Department of Interior Wireless Networks Breached by $200 Units Hidden in Backpacks

Wireless networks within the US Department of the Interior (DoI) have been successfully breached ... not by high tech equipment, but 'on the cheap'.

As a means of testing the security of the networks, the DoI's Office of Inspector General (OIG) 'attacked' some of the hundreds of networks with low budget kits used in publicly accessible areas within the DoI's Washington office.

"We assembled portable test units for less than $200 that were easily concealed in a backpack or purse and operated these units with smartphones," stated the OIG in their Final Evaluation Report. "Our attacks simulated the techniques of malicious actors attempting to break into departmental wireless networks, such as eavesdropping, evil twin, and password cracking."

The results of the DoI attack showed that their wireless network infrastructure didn't operate to the guidelines set out by the National Institute of Standards and Technology (NIST).

The attacks went undetected by security guards and IT security staff and were able to intercept and decrypt (wireless) network traffic in numerous bureaus, including two where the OIG was able access internal networks.

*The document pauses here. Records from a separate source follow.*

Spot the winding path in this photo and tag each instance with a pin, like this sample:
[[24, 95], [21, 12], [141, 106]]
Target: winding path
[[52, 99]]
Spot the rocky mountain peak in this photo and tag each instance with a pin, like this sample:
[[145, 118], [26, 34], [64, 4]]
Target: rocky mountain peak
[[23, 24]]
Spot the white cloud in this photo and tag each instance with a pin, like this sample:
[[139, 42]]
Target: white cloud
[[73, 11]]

They also obtained the credentials of one bureau IT employee and used them to log into the bureau's help desk ticketing system.

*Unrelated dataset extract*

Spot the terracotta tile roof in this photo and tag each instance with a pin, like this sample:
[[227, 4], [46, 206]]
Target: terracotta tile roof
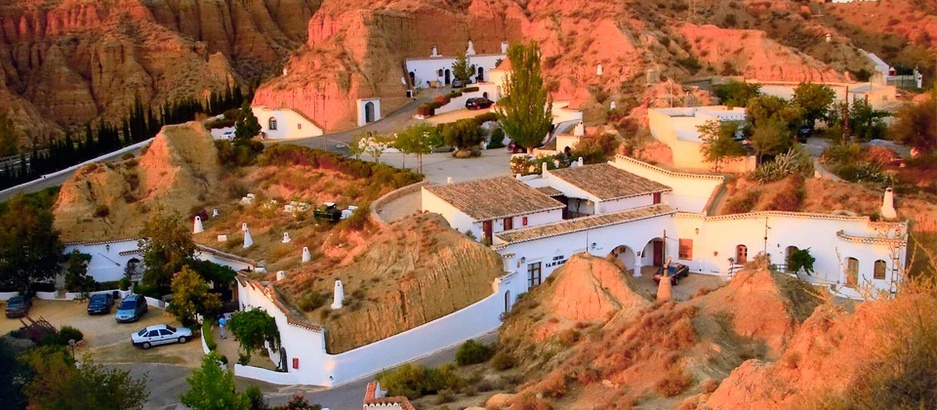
[[486, 199], [550, 191], [581, 224], [607, 182]]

"Our attacks reveal(ed) that the Department did not deploy and operate a secure wireless network infrastructure," stated the OIG. "We also found that several bureaus and offices did not implement measures to limit the potential adverse effect of breaching a wireless network."

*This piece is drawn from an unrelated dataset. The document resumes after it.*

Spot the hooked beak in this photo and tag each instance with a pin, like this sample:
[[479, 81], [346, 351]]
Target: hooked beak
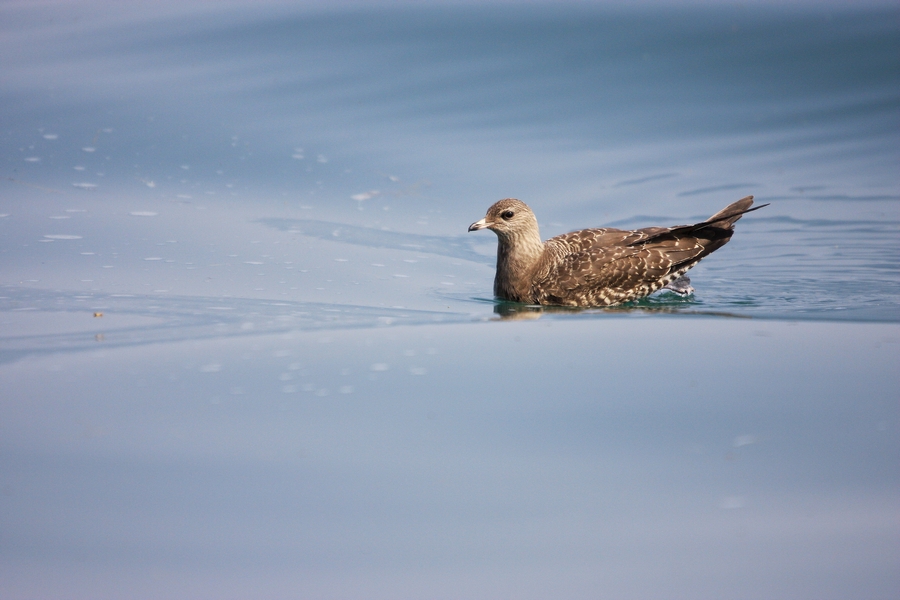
[[482, 224]]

Further to this, the OIG found that the DoI didn't require regular testing of network security, or maintain complete inventories of its wireless networks, and published contradictory, outdated, and incomplete guidance.

While the report was damning of the DoI, it didn't blame it entirely and noted the role of the Office of the Chief Information Officer (OCIO), which is in place to assist the DOI in all areas of information management and technology.

"These deficiencies occurred because the Office of the Chief Information Officer (OCIO) did not provide effective leadership and guidance to the Department," stated the OIG. "(It) failed to establish and enforce wireless security practices in accordance with NIST guidance and recommended best practices."

As a result of the attacks, 14 recommendations were made (in a draft report) to strengthen the DoI’s wireless network security. The OCIO concurred with all recommendations and stated that it is working to implement all of them, with 13 of the 14 resolved.